SwitchYard services can be secured by:
Specifying a list of security policies that are required for that service. See the Security Policy section of the documentation for details.
Configuring the security processing details for the services within a domain. See Security Configuration below for details.
All services within a domain share the same security configuration, which is specified in META-INF/switchyard.xml:
<switchyard>
<domain>
<security callbackHandler="callback-handler-class-name" moduleName="jaas-domain-name" rolesAllowed="users, administrators" runAs="leaders">
<properties>
<property name="property-name" value="property-value"/>
</properties>
</security>
</domain>
</switchyard>
This is an optional element. If not specified, the callbackHandler and moduleName attributes described below will fallback to their default values.
This is an optional attribute. If not specified, a default value of org.switchyard.security.callback.NamePasswordCallbackHandler will be used. See the Callback Handlers section below for details o CallbackHandlers.
This is an optional attribute. If not specified, a default value of other will be used. The value maps to a JAAS security domain name. See the Login Modules section below for details on LoginModules.
This is an optional attribute. If specified, and if a Service has an authorization security policy requirement, the authenticated user must be in one of the roles listed. The value is a comma-separated list of roles (whitespace gets trimmed).
This is an optional attribute. If specified, the value of this attribute will be added as a role to the authenticated user.
A <security> element can optionally specify a <properties> element, which can optionally specify zero to many (0..*) <property> elements. Each <property> element has two required attributes: name and value.
The list of specified name/value properties are made available to the SwitchYard Security configuration, as well as the configured callbackHandler. Some CallbackHandlers require configuration information beyond what can be assumed in a no-argument constructor. See the individual CallbackHandler implementations for details.
The following is a list of available CallbackHandlers, all within the org.switchyard.security.callback java package:
Provides name and password credentials to a configured LoginModule stack.

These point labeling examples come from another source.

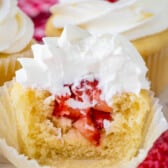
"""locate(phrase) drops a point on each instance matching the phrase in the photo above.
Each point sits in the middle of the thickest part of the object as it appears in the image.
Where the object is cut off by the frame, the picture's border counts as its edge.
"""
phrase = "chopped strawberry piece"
(88, 121)
(61, 110)
(87, 129)
(99, 117)
(102, 106)
(158, 155)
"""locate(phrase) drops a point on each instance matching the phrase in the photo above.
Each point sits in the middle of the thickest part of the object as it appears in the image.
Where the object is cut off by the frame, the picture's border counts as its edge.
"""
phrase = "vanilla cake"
(82, 99)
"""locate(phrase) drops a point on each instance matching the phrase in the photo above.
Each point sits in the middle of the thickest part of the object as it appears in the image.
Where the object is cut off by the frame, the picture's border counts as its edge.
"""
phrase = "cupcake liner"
(9, 63)
(158, 69)
(9, 145)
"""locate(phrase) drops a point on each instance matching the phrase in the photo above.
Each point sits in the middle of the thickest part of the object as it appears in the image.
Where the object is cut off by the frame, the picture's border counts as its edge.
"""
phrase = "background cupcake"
(16, 31)
(142, 22)
(83, 117)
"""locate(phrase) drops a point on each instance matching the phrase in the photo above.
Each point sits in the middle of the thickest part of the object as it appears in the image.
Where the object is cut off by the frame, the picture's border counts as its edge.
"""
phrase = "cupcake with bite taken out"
(16, 31)
(83, 101)
(143, 22)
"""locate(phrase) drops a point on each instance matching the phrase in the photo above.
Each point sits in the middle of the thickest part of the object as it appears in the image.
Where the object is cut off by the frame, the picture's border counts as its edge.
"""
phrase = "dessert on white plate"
(83, 100)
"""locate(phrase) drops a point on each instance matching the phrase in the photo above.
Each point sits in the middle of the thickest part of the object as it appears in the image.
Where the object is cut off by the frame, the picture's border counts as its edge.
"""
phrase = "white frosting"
(132, 18)
(16, 29)
(78, 55)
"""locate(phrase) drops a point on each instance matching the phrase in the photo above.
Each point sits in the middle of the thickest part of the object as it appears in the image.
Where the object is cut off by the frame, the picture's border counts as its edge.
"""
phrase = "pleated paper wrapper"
(9, 145)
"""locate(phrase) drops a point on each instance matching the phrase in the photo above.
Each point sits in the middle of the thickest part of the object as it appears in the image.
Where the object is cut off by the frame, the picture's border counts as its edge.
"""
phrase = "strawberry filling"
(88, 120)
(112, 1)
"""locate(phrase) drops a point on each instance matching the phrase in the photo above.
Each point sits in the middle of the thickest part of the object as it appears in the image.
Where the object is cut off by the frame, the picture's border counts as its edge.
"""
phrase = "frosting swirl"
(132, 18)
(78, 55)
(16, 29)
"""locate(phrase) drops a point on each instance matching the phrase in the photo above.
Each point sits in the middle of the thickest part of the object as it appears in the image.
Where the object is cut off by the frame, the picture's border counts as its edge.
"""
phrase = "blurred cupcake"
(143, 22)
(99, 115)
(16, 31)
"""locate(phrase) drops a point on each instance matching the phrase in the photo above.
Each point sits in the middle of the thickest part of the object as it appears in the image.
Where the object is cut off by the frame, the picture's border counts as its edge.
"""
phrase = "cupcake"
(83, 101)
(16, 31)
(143, 22)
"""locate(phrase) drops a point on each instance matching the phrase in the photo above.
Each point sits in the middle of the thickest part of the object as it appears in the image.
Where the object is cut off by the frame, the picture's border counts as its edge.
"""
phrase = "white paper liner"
(9, 144)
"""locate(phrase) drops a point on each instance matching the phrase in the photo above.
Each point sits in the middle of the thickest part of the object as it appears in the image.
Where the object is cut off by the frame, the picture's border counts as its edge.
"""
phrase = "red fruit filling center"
(88, 120)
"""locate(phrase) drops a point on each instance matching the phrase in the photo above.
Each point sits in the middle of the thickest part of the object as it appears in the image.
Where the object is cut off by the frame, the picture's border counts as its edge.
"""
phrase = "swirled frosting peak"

For example, the UsersRoles LoginModule that comes out-of-the-box in JBoss AS7.
Provides assertion credentials to a configured LoginModule stack. For example, the PicketLink STSValidatingLoginModule that comes out-of-the-box in JBoss AS7.
Wraps both the NamePasswordCallbackHandler and the STSTokenCallbackHandler, so as to provide name, password and assertion credentials to a configured LoginModule stack. For example the UsersRoles LoginModule and STSIssuingLoginModule that comes out-of-the-box in JBoss AS7.
Provides Certificate credentials to a configured LoginModule stack. SwitchYard 0.7+ provides a CertificateLoginModule for this purpose.
In JBoss AS7, JAAS LoginModules can be stacked underneath a single security domain, and other is available out-of-the-box. Here is an example that could be added to jboss-as7/standalone/configuration/standalone.xml:
<server>
<profile>
<subsystem xmlns="urn:jboss:domain:security:1.1">
<security-domains>
<security-domain name="jaas-domain-name" cache-type="default">
<authentication>
<login-module code="login-module-class-name-or-shorthand-name" flag="required">
<module-option name="option-name" value="option-value"/>
</login-module>
</authentication>
</security-domain>
</security-domains>
</subsystem>
</profile>
</server>
JBoss AS7 bundles various PicketBox (underlying security capability) LoginModules, as well as various PicketLink (federated trust security capability) LoginModules.
Please refer to the LoginModule documentation directly for complete configuration details, however a couple will be provided as example here.
Simple users/roles properties files on the classpath:
<login-module code="UsersRoles" flag="required">
<module-option name="usersProperties" value="users.properties"/>
<module-option name="rolesProperties" value="roles.properties"/>
</login-module>
Security Token Service validation:
<login-module code="org.picketlink.identity.federation.core.wstrust.auth.STSValidatingLoginModule" flag="required">
<module-option name="configFile" value="../standalone/configuration/sts-client.properties"/>
<module-option name="useOptionsCredentials" value="true"/>
</login-module>
The SwitchYard distribution contains security examples in the form of quickstart demos:
policy-security-basic: This quickstart exposes a bean service through a soap binding. Confidentiality is provided via SSL, and client authentication via a HTTP Basic Authorization header. See the Readme.md file for details.
policy-security-cert: This quickstart exposes a bean service through a soap binding. Confidentiality is provided via SSL, and client authentication via an X509 Certificate. See the Readme.md file for details.
policy-security-saml: This quickstart exposes a bean service through a soap binding. Confidentiality is provided via SSL, and client authentication via a SAML assertion in the form of a token retrieved from PicketLink STS. See the Readme.md file for details.
policy-security-wss-username: This quickstart exposes a bean service through a soap binding. Confidentiality is provided via SSL, and client authentication via a WS-Security UsernameToken which is handled by JBossWS-CXF. See the Readme.md file for details.